Jan. 24 (Bloomberg) -- Returns for the biggest oil tankers plying the industry’s busiest trade route turned negative as the supply of vessels in the Middle East headed for a five-year high.
Very large crude carriers are losing $3,468 a day on the benchmark Saudi Arabia-to-Japan voyage, figures from the London-based Baltic Exchange showed. That compared with earnings of $962 yesterday and almost $18,000 as of last year’s final session. Charter rates for the tankers plunged to the lowest level in more than three years.
VLCCs earned money in only four sessions in the third quarter on the benchmark journey. As many as 120 of the ships are expected to enter the Persian Gulf over the next 30 days, according to FearnTank, the shipbroking arm of Oslo-based shipping-services and investment-banking company Astrup Fearnley. That would be the most since the 121 tankers tallied in the last week of January 2008, the company said.
“With tonnage still well supplied, rates are unlikely to rally for now,” Kevin Sy, a Singapore-based freight-derivatives broker at Marex Spectron Group, said in an e-mailed report today. “The four-week supply count didn’t budge from 97.”
2 Million Barrels
Charter rates for VLCCs on the benchmark voyage slid 7.7 percent to 32.04 Worldscale points, the lowest reading since September 2009, the exchange’s figures showed. The decline was the ninth in a row and the biggest since Jan. 2. Each of the ships can hold 2 million barrels of crude.
The exchange’s earnings assessments fail to account for owners’ efforts to improve returns by securing cargoes for a voyage’s return leg or by reducing speed to burn less fuel, known as slow-steaming.
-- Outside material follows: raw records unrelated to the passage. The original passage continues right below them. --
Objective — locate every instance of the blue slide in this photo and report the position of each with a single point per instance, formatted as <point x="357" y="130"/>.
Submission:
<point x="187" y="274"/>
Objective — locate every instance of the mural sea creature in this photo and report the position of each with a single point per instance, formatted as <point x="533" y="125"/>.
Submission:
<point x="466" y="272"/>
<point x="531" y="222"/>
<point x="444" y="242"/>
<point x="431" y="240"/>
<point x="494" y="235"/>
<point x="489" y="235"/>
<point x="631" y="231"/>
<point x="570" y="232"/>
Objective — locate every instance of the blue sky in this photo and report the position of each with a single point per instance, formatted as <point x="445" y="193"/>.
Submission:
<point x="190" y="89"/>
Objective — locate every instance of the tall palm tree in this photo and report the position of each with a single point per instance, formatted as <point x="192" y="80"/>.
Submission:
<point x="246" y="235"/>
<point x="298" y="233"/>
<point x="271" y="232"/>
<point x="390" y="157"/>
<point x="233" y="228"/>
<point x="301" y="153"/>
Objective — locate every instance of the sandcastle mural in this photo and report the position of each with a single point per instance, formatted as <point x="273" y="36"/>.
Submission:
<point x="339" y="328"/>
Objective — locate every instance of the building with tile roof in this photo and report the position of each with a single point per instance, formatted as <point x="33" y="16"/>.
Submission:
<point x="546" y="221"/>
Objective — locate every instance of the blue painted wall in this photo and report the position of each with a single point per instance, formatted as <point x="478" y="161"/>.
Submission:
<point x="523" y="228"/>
The price of fuel, or bunkers, the industry’s biggest expense, rose 1.1 percent to $628.04 a metric ton, figures compiled by Bloomberg from 25 ports showed.
Average monthly earnings for VLCCs are on course for the lowest level since October, according to estimates from Clarkson Research Services Ltd., a unit of the largest global shipbroker. Still, the combined carrying capacity of the world fleet will expand 5.3 percent this year, below demand growth of 6.3 percent, Clarkson data showed.
The Worldscale system is a method for pricing oil cargoes on thousands of trade routes. Each individual voyage’s flat rate, expressed in dollars a ton, is set once a year. Today’s level means hire costs on the benchmark route are 32.04 percent of the nominal Worldscale rate for that voyage.
The Baltic Dirty Tanker Index, a broader measure of oil-shipping costs that includes vessels smaller than VLCCs, gained 1.7 percent to 647, according to the exchange. The climb was the largest since Dec. 18 and lifted the gauge to the highest level since Jan. 9.